State government's proposed amendments to the Aboriginal Relics Act 1975 met with lukewarm reception from Tasmanian Aboriginal Centre

The state government’s positive changes to the Aboriginal Relics Act are undermined by its disregard for indigenous Tasmanians, a leading voice in the indigenous community says.

While she applauded the government’s efforts to amend the Aboriginal Relics Act 1975 so that it was more sensitive to indigenous heritage, Tasmanian Aboriginal Centre chief executive Heather Sculthorpe said the changes did not accord with some of the government’s other policies.

“Whilst they’re bringing in small amendments to the Relics Act, they’re continuing with their determination to open tarkayna [the Tarkine] to 4WD tracks, which will … wreck aboriginal heritage,” Ms Sculthorpe said.

“They’re still chopping down trees in tarkayna … to offend us as the owners of tarkayna.”

The Aboriginal Relics Amendment Bill 2016 seeks to better protect aboriginal heritage in Tasmania.

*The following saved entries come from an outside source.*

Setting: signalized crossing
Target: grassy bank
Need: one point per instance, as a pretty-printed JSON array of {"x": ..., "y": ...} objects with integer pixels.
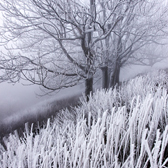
[{"x": 120, "y": 128}]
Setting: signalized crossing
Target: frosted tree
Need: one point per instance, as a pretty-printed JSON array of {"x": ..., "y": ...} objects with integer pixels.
[
  {"x": 57, "y": 43},
  {"x": 52, "y": 43},
  {"x": 143, "y": 24}
]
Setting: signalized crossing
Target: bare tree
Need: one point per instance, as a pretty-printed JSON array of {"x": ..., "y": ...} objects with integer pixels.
[
  {"x": 52, "y": 43},
  {"x": 57, "y": 43},
  {"x": 143, "y": 24}
]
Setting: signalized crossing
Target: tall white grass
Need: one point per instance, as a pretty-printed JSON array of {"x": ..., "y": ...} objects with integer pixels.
[{"x": 120, "y": 128}]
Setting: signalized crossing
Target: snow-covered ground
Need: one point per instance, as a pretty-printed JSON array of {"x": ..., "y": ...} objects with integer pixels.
[
  {"x": 16, "y": 99},
  {"x": 125, "y": 128}
]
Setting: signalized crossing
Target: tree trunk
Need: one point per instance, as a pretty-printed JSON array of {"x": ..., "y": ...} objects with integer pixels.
[
  {"x": 88, "y": 88},
  {"x": 104, "y": 77},
  {"x": 114, "y": 78}
]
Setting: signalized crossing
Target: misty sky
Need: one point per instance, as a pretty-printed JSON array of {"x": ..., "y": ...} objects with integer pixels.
[{"x": 15, "y": 97}]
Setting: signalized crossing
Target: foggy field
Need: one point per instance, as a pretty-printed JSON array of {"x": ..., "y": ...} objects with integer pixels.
[{"x": 125, "y": 128}]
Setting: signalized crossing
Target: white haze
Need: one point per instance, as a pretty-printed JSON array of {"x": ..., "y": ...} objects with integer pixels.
[{"x": 15, "y": 98}]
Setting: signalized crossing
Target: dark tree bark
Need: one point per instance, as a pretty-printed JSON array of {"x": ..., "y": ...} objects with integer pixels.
[
  {"x": 88, "y": 88},
  {"x": 105, "y": 80},
  {"x": 114, "y": 78}
]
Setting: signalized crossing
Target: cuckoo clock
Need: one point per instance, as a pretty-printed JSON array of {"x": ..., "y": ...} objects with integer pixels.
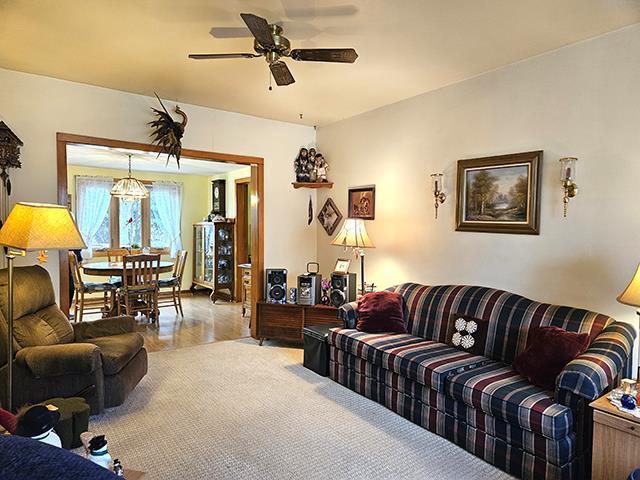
[{"x": 9, "y": 154}]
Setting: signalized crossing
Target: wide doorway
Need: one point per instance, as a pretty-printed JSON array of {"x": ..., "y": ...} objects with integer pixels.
[{"x": 209, "y": 209}]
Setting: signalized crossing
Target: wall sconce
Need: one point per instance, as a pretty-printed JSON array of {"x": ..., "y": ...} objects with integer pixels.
[
  {"x": 438, "y": 194},
  {"x": 567, "y": 177}
]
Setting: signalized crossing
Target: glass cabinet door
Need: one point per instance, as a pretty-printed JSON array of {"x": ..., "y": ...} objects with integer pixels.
[
  {"x": 208, "y": 253},
  {"x": 198, "y": 271},
  {"x": 224, "y": 274}
]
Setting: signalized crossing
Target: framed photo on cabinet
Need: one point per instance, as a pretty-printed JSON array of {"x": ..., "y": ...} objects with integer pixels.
[{"x": 499, "y": 194}]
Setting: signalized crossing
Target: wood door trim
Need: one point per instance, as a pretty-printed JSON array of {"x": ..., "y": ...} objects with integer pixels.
[
  {"x": 257, "y": 203},
  {"x": 146, "y": 147}
]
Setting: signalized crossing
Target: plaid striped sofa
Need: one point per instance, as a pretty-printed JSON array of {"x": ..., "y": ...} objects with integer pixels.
[{"x": 480, "y": 402}]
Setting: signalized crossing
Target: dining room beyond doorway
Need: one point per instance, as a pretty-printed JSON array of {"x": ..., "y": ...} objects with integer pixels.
[{"x": 183, "y": 222}]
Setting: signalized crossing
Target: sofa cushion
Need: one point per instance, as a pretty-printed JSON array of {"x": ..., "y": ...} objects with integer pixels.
[
  {"x": 381, "y": 312},
  {"x": 498, "y": 390},
  {"x": 48, "y": 326},
  {"x": 549, "y": 350},
  {"x": 118, "y": 350},
  {"x": 424, "y": 361}
]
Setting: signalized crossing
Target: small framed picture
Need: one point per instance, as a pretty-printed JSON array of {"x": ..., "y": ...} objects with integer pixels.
[
  {"x": 362, "y": 202},
  {"x": 329, "y": 216},
  {"x": 342, "y": 265}
]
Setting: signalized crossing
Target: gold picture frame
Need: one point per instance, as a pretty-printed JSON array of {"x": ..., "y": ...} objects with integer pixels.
[
  {"x": 499, "y": 194},
  {"x": 342, "y": 265}
]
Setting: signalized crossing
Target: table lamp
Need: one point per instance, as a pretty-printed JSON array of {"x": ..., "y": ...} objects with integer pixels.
[
  {"x": 631, "y": 296},
  {"x": 354, "y": 234},
  {"x": 33, "y": 226}
]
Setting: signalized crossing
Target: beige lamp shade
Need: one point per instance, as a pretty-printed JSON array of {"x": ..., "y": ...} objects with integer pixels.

Some of the amendments the bill proposed were: changing the name of the original act to ‘Aboriginal Heritage Act’; removing a reference to the year 1876 as the so-called cut-off date for aboriginal heritage; increasing penalties for damaging aboriginal heritage; and removing the six-month time limit for the prosecution of offences.

Environment Minister Matthew Groom said the Hodgman government was committed to “reset[ting]” the state’s relationship with the Tasmanian aboriginal community.

He said the government would further consult the aboriginal community to resolve any remaining issues with the act.